A quick post here reflecting on a great solution presented by one of my AP Calculus BC kiddos. They had their first assessment on Friday. At this point, we are doing a quick and deep review of last year’s work. In our school, BC students have already completed AP Calculus AB and we spend this year digging deep and moving into the BC only topics. So, one of the questions I posed was in two parts:
- For what value(s) of x is x^10< x^6
- For what value(s) of x is x^7 < x^3
This, by the way, was a non-calculator assessment. I will be writing soon about my wavering on this issue. One of my students presented the following work:
- x^10 < x^6 becomes x^4 < 1 and this is true whenever |x| < 1 (other than x = 0) so the intervals are (-1, 0) and (0, 1)

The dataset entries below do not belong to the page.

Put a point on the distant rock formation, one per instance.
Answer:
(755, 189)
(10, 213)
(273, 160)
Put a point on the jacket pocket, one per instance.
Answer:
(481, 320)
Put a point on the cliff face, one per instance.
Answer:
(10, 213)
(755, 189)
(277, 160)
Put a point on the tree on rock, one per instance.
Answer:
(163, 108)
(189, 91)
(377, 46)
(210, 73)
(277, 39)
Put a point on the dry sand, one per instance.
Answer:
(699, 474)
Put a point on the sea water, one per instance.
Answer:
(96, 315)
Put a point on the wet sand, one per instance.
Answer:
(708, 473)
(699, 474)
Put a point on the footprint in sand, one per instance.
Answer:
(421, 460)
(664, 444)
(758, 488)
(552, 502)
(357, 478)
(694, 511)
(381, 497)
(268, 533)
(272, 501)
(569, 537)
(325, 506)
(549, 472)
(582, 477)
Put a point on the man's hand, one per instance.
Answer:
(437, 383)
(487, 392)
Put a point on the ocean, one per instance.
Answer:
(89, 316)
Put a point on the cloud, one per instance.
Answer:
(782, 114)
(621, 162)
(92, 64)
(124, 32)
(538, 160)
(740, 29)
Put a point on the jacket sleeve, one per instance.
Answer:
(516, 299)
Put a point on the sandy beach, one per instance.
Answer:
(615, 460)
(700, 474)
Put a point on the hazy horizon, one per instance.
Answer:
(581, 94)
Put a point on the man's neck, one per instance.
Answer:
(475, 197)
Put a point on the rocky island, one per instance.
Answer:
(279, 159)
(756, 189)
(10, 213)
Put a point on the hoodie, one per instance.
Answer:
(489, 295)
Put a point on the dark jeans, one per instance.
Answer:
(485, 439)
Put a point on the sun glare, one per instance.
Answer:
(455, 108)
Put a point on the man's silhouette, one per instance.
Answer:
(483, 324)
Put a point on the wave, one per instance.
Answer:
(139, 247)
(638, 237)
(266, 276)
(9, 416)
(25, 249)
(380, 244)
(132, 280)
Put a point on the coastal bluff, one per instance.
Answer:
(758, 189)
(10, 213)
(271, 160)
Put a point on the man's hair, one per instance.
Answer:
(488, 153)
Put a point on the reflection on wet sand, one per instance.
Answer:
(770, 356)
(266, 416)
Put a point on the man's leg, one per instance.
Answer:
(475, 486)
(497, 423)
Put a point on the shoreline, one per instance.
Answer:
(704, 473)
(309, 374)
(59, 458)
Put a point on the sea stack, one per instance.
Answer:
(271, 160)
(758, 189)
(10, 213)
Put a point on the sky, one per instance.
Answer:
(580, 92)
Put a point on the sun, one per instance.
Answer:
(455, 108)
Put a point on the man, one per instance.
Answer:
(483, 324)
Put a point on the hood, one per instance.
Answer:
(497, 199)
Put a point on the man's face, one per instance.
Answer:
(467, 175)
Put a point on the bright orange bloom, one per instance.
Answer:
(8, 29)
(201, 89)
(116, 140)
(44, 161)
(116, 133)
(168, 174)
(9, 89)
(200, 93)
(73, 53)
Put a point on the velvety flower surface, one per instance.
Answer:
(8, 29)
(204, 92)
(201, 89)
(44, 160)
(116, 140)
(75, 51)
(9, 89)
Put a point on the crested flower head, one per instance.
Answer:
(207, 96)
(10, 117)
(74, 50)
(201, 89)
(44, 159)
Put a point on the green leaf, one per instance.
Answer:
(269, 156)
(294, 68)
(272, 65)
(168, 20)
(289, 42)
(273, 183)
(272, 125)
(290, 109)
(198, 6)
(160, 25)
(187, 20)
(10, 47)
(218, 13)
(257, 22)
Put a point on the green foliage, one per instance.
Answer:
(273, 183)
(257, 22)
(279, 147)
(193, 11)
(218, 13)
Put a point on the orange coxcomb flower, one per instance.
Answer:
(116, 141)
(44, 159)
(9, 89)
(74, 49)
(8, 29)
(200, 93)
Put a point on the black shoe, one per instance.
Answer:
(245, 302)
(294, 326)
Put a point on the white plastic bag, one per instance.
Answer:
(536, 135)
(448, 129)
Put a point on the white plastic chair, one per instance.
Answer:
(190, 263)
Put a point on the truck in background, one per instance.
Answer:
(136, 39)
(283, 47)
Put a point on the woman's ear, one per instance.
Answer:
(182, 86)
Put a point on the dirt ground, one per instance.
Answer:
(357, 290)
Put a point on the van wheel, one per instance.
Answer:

- x^7 < x^3 becomes x^7 – x^3 < 0 which becomes x^3 (x^4 – 1) < 0 since x^3 < 0 for all x < 0 we need x^4 – 1 to be positive. This is true when 1 < |x|. So, the overlap here is x < – 1. If x^4 – 1 is negative while x^3 is positive, then 0 < x < 1.
What knocked me out here was that he divided in one case (when it was safe with even powers) while he subtracted in the other case with odd powers. Now, I have not had the opportunity to ask him about this yet, but I have to imagine that this was not just luck. I think he had some instinct, and I want to gauge how conscious this instinct is, that there is a problem with dividing by x^3 which can, of course be negative. I get to labor on labor day, we have classes here on this holiday, so I will quiz him a bit about this. I’ll report back.
Thanks to Sam Shah for catching a mistake in my earlier version of this post!